Here's a patch to move nommu mmap/munmap ever so slightly closer to mmu behaviour. The motivation for this is to be able to deselect uClibc's UCLIBC_UCLINUX_BROKEN_MUNMAP config option, which speeds up malloc a fair bit. I'm interested in comments whether this is a good direction to go. The patch is against Linus' tree as of a few minutes ago. Bernd -- This footer brought to you by insane German lawmakers. Analog Devices GmbH Wilhelm-Wagenfeld-Str. 6 80807 Muenchen Sitz der Gesellschaft Muenchen, Registergericht Muenchen HRB 40368 Geschaeftsfuehrer Thomas Wessel, William A. Martin, Margaret Seif
That's worrisome.

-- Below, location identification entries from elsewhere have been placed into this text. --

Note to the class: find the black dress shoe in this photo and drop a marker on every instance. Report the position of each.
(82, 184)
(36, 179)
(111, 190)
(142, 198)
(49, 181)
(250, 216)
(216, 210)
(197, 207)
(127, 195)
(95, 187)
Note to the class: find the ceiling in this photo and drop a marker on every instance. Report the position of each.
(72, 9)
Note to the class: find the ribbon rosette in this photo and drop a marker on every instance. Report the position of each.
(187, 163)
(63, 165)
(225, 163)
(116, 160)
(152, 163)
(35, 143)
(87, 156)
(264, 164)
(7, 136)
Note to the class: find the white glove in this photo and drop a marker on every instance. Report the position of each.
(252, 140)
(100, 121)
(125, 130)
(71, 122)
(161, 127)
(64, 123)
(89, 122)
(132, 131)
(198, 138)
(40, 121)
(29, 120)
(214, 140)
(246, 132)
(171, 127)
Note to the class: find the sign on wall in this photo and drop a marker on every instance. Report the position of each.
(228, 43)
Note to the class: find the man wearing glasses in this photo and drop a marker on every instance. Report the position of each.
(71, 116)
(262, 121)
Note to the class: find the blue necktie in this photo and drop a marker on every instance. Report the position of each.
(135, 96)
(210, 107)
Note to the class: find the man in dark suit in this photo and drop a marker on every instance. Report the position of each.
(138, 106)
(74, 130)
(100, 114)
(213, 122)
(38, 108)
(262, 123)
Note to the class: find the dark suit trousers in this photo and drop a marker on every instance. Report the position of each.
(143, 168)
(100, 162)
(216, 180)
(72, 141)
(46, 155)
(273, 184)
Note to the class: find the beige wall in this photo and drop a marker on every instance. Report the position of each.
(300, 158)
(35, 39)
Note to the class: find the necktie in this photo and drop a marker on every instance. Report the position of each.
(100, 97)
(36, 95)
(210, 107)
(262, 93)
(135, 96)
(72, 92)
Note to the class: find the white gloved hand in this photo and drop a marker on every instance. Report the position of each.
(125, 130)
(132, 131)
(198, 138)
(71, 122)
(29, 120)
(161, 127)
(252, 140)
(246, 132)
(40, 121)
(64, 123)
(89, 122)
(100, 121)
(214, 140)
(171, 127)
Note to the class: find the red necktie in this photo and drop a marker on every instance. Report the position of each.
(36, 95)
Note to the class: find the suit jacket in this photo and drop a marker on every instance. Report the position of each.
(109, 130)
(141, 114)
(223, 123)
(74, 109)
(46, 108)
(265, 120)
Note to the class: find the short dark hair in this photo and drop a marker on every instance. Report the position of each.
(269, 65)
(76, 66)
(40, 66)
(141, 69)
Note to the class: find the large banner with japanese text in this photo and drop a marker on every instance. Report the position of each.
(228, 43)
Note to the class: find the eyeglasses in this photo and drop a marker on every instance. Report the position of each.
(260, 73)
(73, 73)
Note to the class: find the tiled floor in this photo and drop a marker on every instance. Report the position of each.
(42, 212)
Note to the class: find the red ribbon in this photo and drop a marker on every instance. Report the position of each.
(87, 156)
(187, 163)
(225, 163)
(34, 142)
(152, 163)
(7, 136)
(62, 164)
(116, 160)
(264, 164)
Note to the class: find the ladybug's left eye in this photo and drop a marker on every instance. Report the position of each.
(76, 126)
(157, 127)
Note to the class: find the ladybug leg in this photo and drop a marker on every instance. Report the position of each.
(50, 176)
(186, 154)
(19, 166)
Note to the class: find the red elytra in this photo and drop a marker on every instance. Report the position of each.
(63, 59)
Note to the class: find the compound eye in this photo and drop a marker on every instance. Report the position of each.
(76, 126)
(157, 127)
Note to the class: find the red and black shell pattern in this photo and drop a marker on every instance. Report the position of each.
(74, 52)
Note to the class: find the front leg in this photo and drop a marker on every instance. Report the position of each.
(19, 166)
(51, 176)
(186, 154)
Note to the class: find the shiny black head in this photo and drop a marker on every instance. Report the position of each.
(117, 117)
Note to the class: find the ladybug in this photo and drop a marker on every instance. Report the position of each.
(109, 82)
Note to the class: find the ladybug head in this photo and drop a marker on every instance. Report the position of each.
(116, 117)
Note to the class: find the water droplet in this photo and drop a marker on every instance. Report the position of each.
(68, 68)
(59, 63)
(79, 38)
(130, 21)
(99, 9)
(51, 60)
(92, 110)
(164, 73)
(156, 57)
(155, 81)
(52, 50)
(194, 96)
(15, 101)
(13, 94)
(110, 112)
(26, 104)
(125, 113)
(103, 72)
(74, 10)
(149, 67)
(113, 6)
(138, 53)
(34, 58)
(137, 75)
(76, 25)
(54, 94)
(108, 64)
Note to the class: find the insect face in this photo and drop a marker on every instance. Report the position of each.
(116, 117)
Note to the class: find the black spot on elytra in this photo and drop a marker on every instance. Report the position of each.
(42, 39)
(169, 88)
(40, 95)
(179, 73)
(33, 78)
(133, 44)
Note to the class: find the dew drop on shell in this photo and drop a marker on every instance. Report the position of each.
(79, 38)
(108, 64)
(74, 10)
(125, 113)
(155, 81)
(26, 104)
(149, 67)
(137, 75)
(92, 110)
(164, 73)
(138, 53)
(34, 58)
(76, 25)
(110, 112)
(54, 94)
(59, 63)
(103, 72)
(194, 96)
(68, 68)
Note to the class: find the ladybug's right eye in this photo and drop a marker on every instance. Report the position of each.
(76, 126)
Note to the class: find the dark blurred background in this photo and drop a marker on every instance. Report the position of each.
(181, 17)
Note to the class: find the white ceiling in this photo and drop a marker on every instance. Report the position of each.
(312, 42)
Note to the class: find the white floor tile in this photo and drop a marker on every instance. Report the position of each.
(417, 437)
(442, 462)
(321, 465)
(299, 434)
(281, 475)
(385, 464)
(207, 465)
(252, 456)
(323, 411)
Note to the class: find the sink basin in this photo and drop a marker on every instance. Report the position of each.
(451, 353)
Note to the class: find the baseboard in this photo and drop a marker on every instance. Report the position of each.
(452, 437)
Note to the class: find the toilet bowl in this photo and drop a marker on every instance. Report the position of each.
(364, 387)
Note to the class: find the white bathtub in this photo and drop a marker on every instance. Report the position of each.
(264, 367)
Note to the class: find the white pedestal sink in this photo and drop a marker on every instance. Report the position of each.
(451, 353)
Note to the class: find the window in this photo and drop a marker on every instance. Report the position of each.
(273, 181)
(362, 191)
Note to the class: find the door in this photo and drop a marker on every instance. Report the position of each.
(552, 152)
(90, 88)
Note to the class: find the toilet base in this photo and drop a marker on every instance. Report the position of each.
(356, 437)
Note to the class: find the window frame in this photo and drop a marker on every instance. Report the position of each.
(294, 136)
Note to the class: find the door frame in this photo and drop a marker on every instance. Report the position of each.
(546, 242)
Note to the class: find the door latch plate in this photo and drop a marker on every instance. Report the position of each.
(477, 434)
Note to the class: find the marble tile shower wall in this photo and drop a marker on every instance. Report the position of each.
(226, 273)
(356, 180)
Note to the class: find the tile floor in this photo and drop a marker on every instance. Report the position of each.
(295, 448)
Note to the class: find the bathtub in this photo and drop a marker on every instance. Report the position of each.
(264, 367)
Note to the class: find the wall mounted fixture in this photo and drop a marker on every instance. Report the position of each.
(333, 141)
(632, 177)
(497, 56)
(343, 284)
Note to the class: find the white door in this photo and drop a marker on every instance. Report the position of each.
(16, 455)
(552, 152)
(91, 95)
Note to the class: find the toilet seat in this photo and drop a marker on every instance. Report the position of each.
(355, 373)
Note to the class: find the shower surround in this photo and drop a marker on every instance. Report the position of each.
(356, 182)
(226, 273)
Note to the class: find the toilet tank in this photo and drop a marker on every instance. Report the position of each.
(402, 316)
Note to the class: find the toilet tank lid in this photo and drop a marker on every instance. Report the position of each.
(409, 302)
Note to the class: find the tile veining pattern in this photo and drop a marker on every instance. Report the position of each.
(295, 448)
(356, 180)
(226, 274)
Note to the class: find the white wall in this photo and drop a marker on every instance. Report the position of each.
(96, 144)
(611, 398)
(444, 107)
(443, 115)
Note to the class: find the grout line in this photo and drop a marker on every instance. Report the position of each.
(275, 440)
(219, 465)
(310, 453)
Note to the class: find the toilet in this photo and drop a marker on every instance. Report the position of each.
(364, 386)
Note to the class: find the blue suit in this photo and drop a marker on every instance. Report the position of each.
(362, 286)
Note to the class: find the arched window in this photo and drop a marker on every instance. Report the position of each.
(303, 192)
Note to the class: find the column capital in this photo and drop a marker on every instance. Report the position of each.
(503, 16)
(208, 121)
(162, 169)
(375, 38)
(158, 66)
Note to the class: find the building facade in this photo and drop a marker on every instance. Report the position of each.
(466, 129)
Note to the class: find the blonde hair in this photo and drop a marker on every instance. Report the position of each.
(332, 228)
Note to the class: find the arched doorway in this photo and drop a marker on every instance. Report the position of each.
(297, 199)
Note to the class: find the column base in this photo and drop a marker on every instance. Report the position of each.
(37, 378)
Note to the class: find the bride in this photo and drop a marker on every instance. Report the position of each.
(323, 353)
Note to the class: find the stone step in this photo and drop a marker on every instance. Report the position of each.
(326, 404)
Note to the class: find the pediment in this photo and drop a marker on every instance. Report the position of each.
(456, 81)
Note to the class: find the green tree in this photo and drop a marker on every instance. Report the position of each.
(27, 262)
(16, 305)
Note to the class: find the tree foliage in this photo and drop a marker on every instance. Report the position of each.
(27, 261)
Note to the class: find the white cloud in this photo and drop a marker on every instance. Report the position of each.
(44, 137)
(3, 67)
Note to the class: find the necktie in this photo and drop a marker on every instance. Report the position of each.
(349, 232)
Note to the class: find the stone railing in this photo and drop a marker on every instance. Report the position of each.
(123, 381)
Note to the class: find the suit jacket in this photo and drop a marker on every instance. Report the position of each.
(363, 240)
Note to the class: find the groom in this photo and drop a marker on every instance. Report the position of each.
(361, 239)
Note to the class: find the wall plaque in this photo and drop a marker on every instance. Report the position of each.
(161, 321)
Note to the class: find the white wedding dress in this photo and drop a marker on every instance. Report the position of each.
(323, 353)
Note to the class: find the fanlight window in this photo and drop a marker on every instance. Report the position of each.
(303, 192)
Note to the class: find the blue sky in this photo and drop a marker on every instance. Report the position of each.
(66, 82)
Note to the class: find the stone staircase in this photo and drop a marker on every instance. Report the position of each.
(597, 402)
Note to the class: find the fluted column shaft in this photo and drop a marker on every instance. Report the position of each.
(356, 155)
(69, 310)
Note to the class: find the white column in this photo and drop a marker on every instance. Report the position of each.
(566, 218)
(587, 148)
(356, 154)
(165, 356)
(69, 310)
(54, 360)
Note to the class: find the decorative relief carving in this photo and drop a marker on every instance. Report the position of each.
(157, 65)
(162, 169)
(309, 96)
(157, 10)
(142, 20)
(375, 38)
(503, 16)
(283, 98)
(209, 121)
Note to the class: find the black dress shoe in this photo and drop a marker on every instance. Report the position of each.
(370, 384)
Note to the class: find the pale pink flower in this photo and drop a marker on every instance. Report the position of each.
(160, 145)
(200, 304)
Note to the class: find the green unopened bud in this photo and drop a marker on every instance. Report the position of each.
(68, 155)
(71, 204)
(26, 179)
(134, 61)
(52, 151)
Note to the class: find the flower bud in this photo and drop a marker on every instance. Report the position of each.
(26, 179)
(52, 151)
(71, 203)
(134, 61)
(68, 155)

Breaking existing apps/libraries seems like a bad idea. -- Mathematics is the supreme nostalgia of our time. -
It is a bad idea - but on noMMU - breaking existing apps/libraries is
(unfortunately) a pretty common thing...
- the standard distribution - uClinux - rebuilds all things : kernel, apps,
libc, shell, etc which run on the target - everytime you type 'make'
- the standard library - uClibc - has little concept of binary
compatibility, and has none in their years of releasing things.
(which is OK, since everything is re-built with a simple 'make' anyway)
Plus - what Bernd talked about - uClibc's simple malloc, isn't used that often
(at all that I am aware of), on any modern uClibc systems. The overhead of
calling the kernel to manage memory kills performance.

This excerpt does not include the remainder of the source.